Vor allem zwei Themen dieses Herbstes sind es, die darüber befinden werden, ob es der aktuellen Bundesregierung gelingt, noch einmal einen nachhaltigen Stimmungsumschwung in der Bevölkerung zu bewirken: Gesundheit und Hartz IV. Die Abschaffung der Wehrpflicht hingegen bewegt vor allem die CDU-Basis, die Atomkraft ist ein Stimmungsmacher für die Oppositionsparteien.

Bei der Reform des Arbeitslosengeldes II und der Einführung einer kleinen Kopfpauschale sind nicht nur große Teile der Bevölkerung unmittelbar getroffen; beide Reformen besitzen auch jede Menge populistisch Mobilisierungspotential, diese Erfahrung musste nicht zuletzt die SPD in den letzten beiden Legislaturperioden machen. SPD, Grüne und Linke werden sich also nicht die Chance entgegen lassen, die Regierung in diesen Fragen als inkompetent und unsozial hinzustellen. Schon jetzt fahren sie starke Geschütze auf, die SPD spricht vom „Ende des solidarischen Gesundheitssystems“, die Grünen erklären die Regierung kürze bei den Kleinen und verschone große Vermögen. Die Opposition wähnt sich zudem in einer guten machtpolitischen Position, denn der Arbeitsmarktreform und zumindest teilen der Gesundheitsreform muss der Bundesrat zustimmen. Sie könnte die Pläne der Regierung also auch blockieren.

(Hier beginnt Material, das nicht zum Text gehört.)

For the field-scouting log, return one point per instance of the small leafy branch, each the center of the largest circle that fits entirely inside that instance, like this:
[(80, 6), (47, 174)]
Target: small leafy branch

Die Kakophonie hat kein Ende

Es wird also ernst für die Regierung, fast scheint, es sei dies die letzte Chance, eine Trendwende zu erreichen. An diesem Mittwoch hat das Bundeskabinett die Gesundheitsreform verabschiedet, in der kommenden Woche stellt Sozialministerin Ursula von der Leyen ihre Hartz-IV-Pläne vor. Kann die Regierung hier geschlossen agieren und können Union und FDP gleichzeitig vermitteln, dass sie das richtige Maß zwischen Haushaltskonsolidierung und sozialer Gerechtigkeit gefunden haben, dann würde sie verlorenes Vertrauen zurückgewinnen können.

Doch die Skepsis bleibt, zu groß sind die Interessengegensätze in der Regierung. Ob der schwarz-gelbe Umbau des Sozialstaates tatsächlich gelingt, ist deshalb offen. Guido Westerwelle steht höheren ALG-II-Sätzen skeptisch gegenüber, der FDP-Vorsitzende will die Mittelschicht vor „spätrömischer Dekadenz“ schützen und darauf achten, dass das Lohnabstandsgebot gewahrt bleibt. Die CSU hingegen will ihr soziales Profil stärken und stänkert gegen den liberalen Gesundheitsminister Philipp Rösler sowie dessen pauschale Zusatzbeiträge. Auch Ursula von der Leyens Bildungskarte für Hartz-IV-Kinder hat die CSU frühzeitig torpediert. Es spricht also wenig dafür, dass die sozialpolitische Kakophonie in der Regierung ein Ende haben wird - der Stimmungsumschwung würde so aber verfehlt. Doch mit der Gesundheitsreform und den Hartz-Reformen entscheidet sich also das Schicksal der schwarz-gelben Bundesregierung. Die Regierung hat keine andere Wahl. Im Gesundheitssystem explodieren die Kosten, bei Hartz IV muss nach einem Urteil des Bundesverfassungsgerichts zumindest für Kinder bis Jahresende eine Neuregelung her. Aufschieben und Aussitzen geht also nicht mehr. Fast scheint es, als habe sich Angela Merkel deshalb zu einer alternativlosen Strategie entschlossen: „Augen zu und durch“.